A total of 105 participants developed a primary clinical event during 3304
person-years of follow-up. Forty primary events occurred in the immediate arm
(2.4 per 100 PY), compared to 65 in the deferred arm (4.0 per 100 PY, hazard
ratio 0.59, 95% CI: 0.40 - 0.88, p=0.01.)
Early treatment did not significantly reduce the risk of developing pulmonary
tuberculosis. There were 14 cases of pulmonary TB in the immediate-treatment arm
(0.8 per 100 PY), compared with 16 in the delayed-treatment arm (0.9 per 100
PY). Pulmonary TB cases were diagnosed at a median CD4 count of 521 in the
immediate-treatment arm and 295 in the delayed-treatment arm.
In contrast, early treatment did significantly reduce the risk of
extrapulmonary TB. Three cases were diagnosed in the immediate-treatment arm
(0.2 per 100 PY), at a median CD4 count of 443, compared to 17 in the
delayed-treatment arm (1 per 100 PY), at a median CD4 count of 342.
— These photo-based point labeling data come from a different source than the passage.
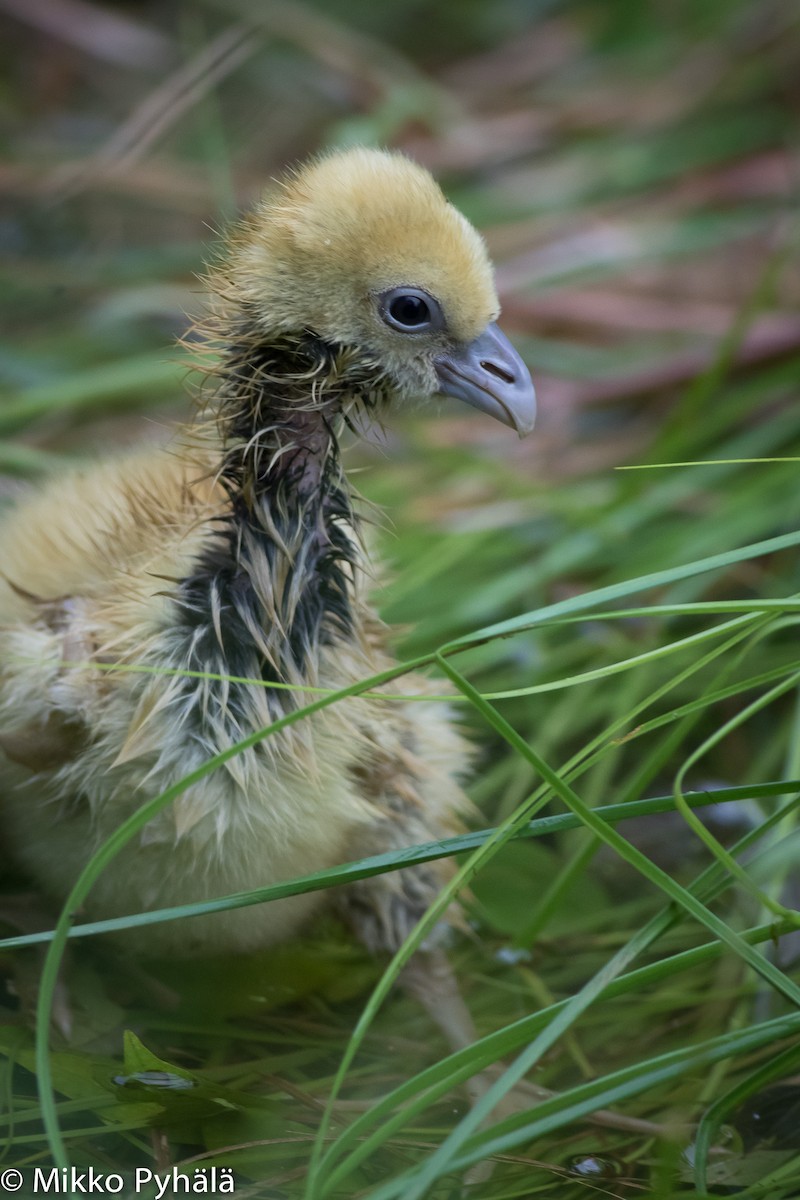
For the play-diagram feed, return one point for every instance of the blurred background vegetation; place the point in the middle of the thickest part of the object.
(635, 171)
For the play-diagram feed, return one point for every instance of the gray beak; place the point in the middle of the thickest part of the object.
(489, 375)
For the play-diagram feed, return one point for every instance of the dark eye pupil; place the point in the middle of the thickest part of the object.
(409, 310)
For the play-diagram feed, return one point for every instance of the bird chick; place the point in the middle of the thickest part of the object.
(234, 551)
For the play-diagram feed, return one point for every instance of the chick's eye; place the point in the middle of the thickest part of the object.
(410, 310)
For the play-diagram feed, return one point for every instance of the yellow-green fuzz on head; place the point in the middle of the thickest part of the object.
(362, 250)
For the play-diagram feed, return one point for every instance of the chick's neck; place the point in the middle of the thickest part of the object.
(275, 583)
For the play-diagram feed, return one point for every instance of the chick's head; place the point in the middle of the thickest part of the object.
(361, 250)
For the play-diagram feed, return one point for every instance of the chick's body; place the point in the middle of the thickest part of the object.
(234, 551)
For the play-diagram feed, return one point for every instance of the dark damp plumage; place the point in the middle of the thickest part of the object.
(290, 516)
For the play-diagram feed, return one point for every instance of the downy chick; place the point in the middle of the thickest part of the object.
(352, 288)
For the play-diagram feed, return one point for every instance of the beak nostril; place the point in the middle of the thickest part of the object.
(498, 372)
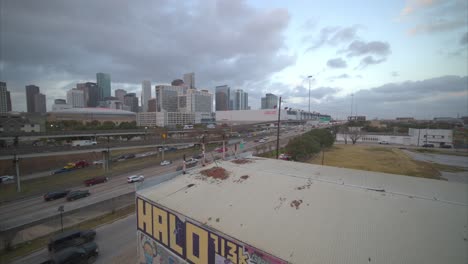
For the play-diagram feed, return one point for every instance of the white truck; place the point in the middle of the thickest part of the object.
(81, 143)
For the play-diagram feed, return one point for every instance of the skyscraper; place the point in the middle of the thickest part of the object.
(120, 93)
(90, 93)
(270, 101)
(222, 97)
(5, 100)
(189, 80)
(145, 94)
(240, 100)
(131, 100)
(104, 84)
(39, 103)
(152, 105)
(167, 98)
(199, 101)
(75, 98)
(31, 91)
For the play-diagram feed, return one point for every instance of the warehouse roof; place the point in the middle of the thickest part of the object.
(307, 213)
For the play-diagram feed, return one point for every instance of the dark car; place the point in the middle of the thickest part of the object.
(95, 180)
(86, 253)
(55, 195)
(61, 170)
(70, 238)
(71, 196)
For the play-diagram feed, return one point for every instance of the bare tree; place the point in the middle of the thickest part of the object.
(354, 135)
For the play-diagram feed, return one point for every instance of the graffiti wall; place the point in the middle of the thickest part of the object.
(166, 237)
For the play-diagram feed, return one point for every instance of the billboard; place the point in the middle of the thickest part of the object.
(167, 237)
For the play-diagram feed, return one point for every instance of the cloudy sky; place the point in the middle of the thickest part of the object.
(391, 58)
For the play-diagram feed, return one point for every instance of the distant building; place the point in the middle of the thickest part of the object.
(405, 119)
(199, 101)
(145, 94)
(60, 104)
(177, 82)
(222, 98)
(31, 91)
(85, 115)
(5, 99)
(40, 103)
(270, 101)
(240, 100)
(76, 98)
(356, 118)
(167, 98)
(189, 80)
(104, 84)
(90, 93)
(120, 93)
(152, 105)
(19, 122)
(131, 100)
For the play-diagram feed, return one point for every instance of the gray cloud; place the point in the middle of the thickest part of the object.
(464, 39)
(437, 16)
(221, 41)
(369, 60)
(334, 36)
(442, 96)
(336, 63)
(358, 48)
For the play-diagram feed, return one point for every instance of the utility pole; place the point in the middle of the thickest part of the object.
(309, 77)
(278, 128)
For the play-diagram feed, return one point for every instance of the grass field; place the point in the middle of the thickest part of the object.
(26, 248)
(380, 159)
(76, 178)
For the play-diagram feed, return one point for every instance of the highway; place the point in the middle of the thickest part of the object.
(19, 212)
(116, 241)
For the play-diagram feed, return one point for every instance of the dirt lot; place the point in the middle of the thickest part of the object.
(380, 159)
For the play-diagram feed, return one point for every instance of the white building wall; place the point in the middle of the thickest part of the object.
(75, 98)
(145, 94)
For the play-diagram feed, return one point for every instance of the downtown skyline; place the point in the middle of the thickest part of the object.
(404, 58)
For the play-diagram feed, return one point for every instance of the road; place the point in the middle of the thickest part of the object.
(19, 212)
(116, 241)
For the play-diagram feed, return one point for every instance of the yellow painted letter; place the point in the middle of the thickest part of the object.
(144, 216)
(160, 225)
(202, 249)
(172, 235)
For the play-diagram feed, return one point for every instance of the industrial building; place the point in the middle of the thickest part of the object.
(267, 115)
(272, 211)
(415, 137)
(91, 114)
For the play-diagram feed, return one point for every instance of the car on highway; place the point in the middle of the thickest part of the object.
(86, 253)
(95, 180)
(50, 196)
(135, 178)
(7, 178)
(81, 164)
(70, 238)
(165, 162)
(220, 149)
(69, 165)
(74, 195)
(61, 170)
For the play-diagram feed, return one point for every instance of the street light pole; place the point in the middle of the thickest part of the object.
(309, 77)
(278, 129)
Bacterial infections occurred somewhat more frequently in the
immediate-treatment arm (19 vs 13, 1.1 vs 0.8 per 100 PY). In each arm the most
common bacterial infection was pneumonia, and the difference between arms was
chiefly driven by four cases of sepsis in the immediate-treatment arm. Three
participants in the immediate arm each experienced more than one bacterial
infection.
There was no significant difference in the death rate between arms: ten
occurred in the immediate arm and 13 in the deferred arm. Deaths were largely
attributed to causes other than HIV in the immediate arm: 3 suicides, one
stroke, and three unknown causes, with only three deaths due to infection
(leptospirosis, TB and sepsis) in the immediate arm. Almost half the deaths in
the delayed arm were of unknown cause, with two accidental deaths, one stroke
and only two deaths due to infection.
There was no significant difference in severe adverse events between the two
arms (14% in each), nor any difference in the distribution of types of adverse
event between the two arms.
References
Grinsztejn B et al. Effects of early versus delayed initiation of
antiretroviral therapy (ART) on HIV clinical outcomes: results from the HPTN 052
randomised clinical trial. Sixth International AIDS Society Conference on
HIV Pathogenesis, Treatment and Prevention, Rome, abstract MOAX0105, 2011.
Hosseinipour MC et al. Immunologic and virologic disease progression and
responses to ART across geographic regions: outcomes from HPTN 052 study.
Sixth International AIDS Society Conference on HIV Pathogenesis, Treatment and
Prevention, Rome, abstract MOAX0104, 2011.